Killer shoes

Nowadays, when we use the phrase “killer shoes” we mean either that they look fantastic or, perhaps, that they make our feet hurt.  In the old days, though, pre-antibiotic, killer shoes really killed, as I discovered from this old 1898 case:

In the latter part of August, 1895, while this certificate was in force, Freeman O. Smith, who was a strong and healthy man, commenced wearing a pair of new shoes. About September 6, 1895, the friction of one of the shoes against one of his feet, unexpectedly and without design on his part, produced an abrasion of the skin of one of his toes. He gave the abrasion reasonable attention, but it nevertheless caused blood poisoning about September 26, 1895, which resulted in his death on October 3, 1895.

Western Commercial Travelers’ Ass’n v. Smith, 85 F. 401, 402 (8th Cir. 1898).

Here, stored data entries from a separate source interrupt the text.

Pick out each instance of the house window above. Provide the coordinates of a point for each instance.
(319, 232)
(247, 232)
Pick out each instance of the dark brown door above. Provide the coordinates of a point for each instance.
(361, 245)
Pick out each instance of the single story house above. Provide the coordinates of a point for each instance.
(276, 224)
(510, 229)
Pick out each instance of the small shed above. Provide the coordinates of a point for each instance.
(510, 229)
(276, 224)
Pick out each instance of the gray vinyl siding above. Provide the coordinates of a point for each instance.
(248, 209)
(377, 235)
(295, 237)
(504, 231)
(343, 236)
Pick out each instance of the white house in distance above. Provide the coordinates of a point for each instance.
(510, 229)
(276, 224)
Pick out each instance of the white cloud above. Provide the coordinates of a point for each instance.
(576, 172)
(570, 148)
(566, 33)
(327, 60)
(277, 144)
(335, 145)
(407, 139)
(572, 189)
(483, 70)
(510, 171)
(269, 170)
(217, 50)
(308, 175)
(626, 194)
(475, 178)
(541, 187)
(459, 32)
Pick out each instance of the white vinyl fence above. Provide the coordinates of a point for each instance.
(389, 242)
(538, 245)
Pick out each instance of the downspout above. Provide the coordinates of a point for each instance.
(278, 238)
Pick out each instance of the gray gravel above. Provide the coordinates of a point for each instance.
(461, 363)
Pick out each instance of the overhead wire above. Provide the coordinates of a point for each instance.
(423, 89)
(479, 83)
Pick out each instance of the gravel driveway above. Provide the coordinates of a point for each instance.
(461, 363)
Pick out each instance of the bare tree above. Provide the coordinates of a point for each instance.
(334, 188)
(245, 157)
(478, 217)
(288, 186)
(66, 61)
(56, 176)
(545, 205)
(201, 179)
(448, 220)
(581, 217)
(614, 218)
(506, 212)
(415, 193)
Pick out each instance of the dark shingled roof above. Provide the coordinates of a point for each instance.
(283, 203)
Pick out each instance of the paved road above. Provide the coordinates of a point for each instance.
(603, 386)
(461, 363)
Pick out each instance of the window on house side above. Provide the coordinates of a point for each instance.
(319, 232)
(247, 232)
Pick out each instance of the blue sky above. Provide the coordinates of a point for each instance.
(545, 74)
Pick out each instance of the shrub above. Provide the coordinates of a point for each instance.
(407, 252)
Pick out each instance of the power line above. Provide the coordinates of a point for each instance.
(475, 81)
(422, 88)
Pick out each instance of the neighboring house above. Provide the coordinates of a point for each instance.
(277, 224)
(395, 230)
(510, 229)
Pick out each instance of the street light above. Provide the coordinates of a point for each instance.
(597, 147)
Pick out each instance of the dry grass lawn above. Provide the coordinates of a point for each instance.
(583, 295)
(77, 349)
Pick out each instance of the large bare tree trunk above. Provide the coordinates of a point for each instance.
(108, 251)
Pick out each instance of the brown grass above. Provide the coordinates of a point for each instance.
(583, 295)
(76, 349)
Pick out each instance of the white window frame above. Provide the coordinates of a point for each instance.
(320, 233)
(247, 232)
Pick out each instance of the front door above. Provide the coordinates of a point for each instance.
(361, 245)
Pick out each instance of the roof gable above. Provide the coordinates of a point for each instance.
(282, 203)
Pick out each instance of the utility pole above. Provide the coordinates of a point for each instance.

Truly, we live in an age of wonders of miracles.


4 Responses

  1. It’s nice to focus on the attractive part of “the good old days”, but the phrase “nasty, brutish, and short” was describing a significant reality. This book:
    The Mold in Dr. Florey’s Coat: The Story of the Penicillin Miracle (John MacRae Books) (Hardcover) will really help you understand the fear of infection (and that doesn’t mean just disease) that pervaded life before antibiotics.

  2. Yes, it’s a tribute to our ancestor’s perseverance and luck that we are here.

  3. You have to wonder what constituted “reasonable attention” back then. Also, why was this Travelers Association suing Mr. Smith? Did it have anything to do with the unfortunate shoe?